Au demeurant, il est manifeste que vous faites également preuve de beaucoup de préjugés. Travaillant au sein d’un département international, vous devriez faire preuve d’une grande ouverture d”esprit ce qui n’est manifestement pas le cas, pour exemples certains de vos propos à ce sujet : « Ces Grecs, ils ne savent pas faire du business », «les éditeurs asiatiques sont horribles», « les salariés du back office ne sont pas stressés » autant de jugements sans appel entendus par [VG] [LS] tout au long de son stage. Sans parler de vos réflexions au sujet de ses compatriotes chinois : « Ces gens ne semblent pas savoir se servir d’intranet, nous devons les baby sitter ».

De tels préjugés sont incompatibles avec votre fonction de Directrice de clientèle au sein d’un service international.

Votre comportement s’inscrit en outre en totale contradiction avec le Code de déontologie du Groupe Lagardère, dont vous avez parfaitement connaissance, lequel prévoit notamment en son article 2 qu’« aucune situation professionnelle ne peut justifier d’actes de dénigrement, de violence ou de propos injurieux ».

Cette situation ne peut perdurer car elle est grave et intolérable, en dépit de votre ancienneté.

Nous avons été contraints de vous prévenir, le mardi 18 Juillet 2017, que nous étions amenés à envisager votre licenciement (votre convocation ayant été envoyée la veille). Clairement, nous avions hésité à envisager votre éventuel licenciement pour faute grave en vous mettant à pied à titre conservatoire, ce que nous avons finalement décidé de ne pas faire compte tenu de votre ancienneté. Mais la gravité des faits constatés et de votre comportement fautif est une réalité.

Pendant l’entretien préalable, vous avez nié non sans une certaine mauvaise foi l”ensemble des éléments qui vous ont été exposés, affirmant que vous n’aviez pas le souvenir d’avoir écrit de tels mails, et indiquant vous être toujours bien comportée envers [VG] [LS], qui selon vous, ne respectait pas le règlement de l’entreprise.
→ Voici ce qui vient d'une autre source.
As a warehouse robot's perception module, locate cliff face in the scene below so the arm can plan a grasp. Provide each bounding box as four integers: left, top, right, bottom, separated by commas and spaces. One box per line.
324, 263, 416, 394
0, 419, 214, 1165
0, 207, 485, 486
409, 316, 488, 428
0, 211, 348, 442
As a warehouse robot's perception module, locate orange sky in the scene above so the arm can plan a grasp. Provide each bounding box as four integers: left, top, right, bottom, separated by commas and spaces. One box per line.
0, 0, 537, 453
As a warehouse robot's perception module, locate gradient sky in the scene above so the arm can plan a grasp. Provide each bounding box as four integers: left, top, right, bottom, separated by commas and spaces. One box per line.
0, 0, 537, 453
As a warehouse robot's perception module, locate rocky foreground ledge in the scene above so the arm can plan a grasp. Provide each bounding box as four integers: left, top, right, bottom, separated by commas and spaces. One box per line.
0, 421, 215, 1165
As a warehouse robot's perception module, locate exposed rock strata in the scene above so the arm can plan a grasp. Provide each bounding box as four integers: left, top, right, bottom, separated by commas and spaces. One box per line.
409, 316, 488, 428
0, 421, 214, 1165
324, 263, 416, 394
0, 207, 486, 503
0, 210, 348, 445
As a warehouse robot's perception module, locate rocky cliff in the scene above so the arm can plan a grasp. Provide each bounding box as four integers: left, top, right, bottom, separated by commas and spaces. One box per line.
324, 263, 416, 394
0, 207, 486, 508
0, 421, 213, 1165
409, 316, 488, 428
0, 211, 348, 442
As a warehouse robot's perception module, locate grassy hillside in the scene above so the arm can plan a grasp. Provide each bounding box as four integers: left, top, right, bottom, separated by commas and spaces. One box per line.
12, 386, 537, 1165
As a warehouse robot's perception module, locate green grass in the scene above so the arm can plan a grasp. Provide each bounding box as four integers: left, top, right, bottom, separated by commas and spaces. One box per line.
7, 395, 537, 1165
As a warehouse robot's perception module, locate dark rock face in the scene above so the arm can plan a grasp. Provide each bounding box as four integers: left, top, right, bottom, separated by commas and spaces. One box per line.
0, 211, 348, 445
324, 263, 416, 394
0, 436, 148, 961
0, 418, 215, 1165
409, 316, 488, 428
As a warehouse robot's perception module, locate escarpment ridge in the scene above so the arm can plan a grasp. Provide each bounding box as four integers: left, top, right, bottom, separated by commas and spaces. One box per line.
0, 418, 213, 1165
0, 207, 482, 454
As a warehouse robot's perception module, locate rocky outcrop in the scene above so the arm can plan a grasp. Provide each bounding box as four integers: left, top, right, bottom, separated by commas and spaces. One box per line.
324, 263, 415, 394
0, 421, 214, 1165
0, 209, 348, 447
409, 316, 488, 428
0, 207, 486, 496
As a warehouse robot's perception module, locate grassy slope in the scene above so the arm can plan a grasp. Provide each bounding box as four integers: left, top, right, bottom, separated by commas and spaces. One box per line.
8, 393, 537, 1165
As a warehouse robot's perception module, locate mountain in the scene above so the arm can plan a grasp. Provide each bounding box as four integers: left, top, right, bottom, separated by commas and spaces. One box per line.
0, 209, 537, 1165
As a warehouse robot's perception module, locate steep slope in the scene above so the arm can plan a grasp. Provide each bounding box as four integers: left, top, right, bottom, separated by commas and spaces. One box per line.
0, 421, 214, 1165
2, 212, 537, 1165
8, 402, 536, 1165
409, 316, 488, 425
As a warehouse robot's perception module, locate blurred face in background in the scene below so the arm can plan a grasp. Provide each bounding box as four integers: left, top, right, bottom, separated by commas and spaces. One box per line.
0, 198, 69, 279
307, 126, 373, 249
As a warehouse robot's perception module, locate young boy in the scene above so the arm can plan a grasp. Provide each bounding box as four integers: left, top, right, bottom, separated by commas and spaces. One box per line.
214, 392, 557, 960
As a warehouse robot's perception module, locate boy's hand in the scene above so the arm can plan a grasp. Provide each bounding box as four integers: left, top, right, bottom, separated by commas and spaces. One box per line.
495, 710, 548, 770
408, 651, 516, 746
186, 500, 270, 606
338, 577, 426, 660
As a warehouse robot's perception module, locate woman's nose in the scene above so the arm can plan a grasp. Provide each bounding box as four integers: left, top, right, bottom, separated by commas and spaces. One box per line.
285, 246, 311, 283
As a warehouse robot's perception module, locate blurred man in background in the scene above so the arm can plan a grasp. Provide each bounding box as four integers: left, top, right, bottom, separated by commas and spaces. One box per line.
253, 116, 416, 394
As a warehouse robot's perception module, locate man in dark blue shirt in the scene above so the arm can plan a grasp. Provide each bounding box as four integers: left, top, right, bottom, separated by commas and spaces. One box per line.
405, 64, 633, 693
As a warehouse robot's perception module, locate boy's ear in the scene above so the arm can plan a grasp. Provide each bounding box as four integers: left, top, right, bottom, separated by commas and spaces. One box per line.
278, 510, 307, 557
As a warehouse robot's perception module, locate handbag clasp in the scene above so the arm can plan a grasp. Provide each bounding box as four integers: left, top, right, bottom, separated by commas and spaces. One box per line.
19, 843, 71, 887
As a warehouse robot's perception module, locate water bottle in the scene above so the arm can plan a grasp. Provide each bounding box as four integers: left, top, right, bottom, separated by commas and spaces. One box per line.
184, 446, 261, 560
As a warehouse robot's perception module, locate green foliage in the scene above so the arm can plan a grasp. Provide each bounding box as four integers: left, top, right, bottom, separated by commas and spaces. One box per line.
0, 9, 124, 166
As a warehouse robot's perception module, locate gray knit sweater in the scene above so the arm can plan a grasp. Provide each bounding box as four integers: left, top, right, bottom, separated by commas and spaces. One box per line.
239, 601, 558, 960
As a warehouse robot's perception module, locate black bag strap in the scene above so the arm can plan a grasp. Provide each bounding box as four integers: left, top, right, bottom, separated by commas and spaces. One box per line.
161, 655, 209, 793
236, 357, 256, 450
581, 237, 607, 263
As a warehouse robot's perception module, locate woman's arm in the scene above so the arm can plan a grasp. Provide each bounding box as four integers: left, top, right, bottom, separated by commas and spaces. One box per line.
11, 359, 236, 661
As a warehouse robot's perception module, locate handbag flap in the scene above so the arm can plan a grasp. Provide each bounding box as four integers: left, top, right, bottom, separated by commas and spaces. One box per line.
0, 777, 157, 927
En tout état de cause, le prétendu non-respect du règlement de l’entreprise par votre stagiaire ne justifiait en aucun cas que vous agissiez de la sorte avec elle.

Toujours au cours de l’entretien préalable, vous nous avez reproché de ne pas avoir discuté des griefs précités avec vous hors du cadre procédural, indiquant que nous prenions pour vérité absolue la parole d’une stagiaire ». Outre le fait que la parole de chaque membre de notre Société compte, peu important son statut ou son ancienneté, les dires d'[VG] [LS] sont corroborés par l’ensemble des éléments précités, graves et inacceptables, que vous avez écrits, qu’une discussion n’aurait pas effacés.

Vous avez conclu l’entretien en indiquant que : «Je suis une personne digne, honnête. Beaucoup de gens vont dire du bien de moi. J’ai un avocat, je ne suis pas dans l’obligation de vous répondre aujourd”hui ».

Dont acte.

Nous n’avons pas la même analyse de la situation, ce que nous regrettons, mais il est impossible de poursuivre plus avant nos relations contractuelles.

Par le présent courrier, nous vous notifions donc votre licenciement pour cause réelle et sérieuse’.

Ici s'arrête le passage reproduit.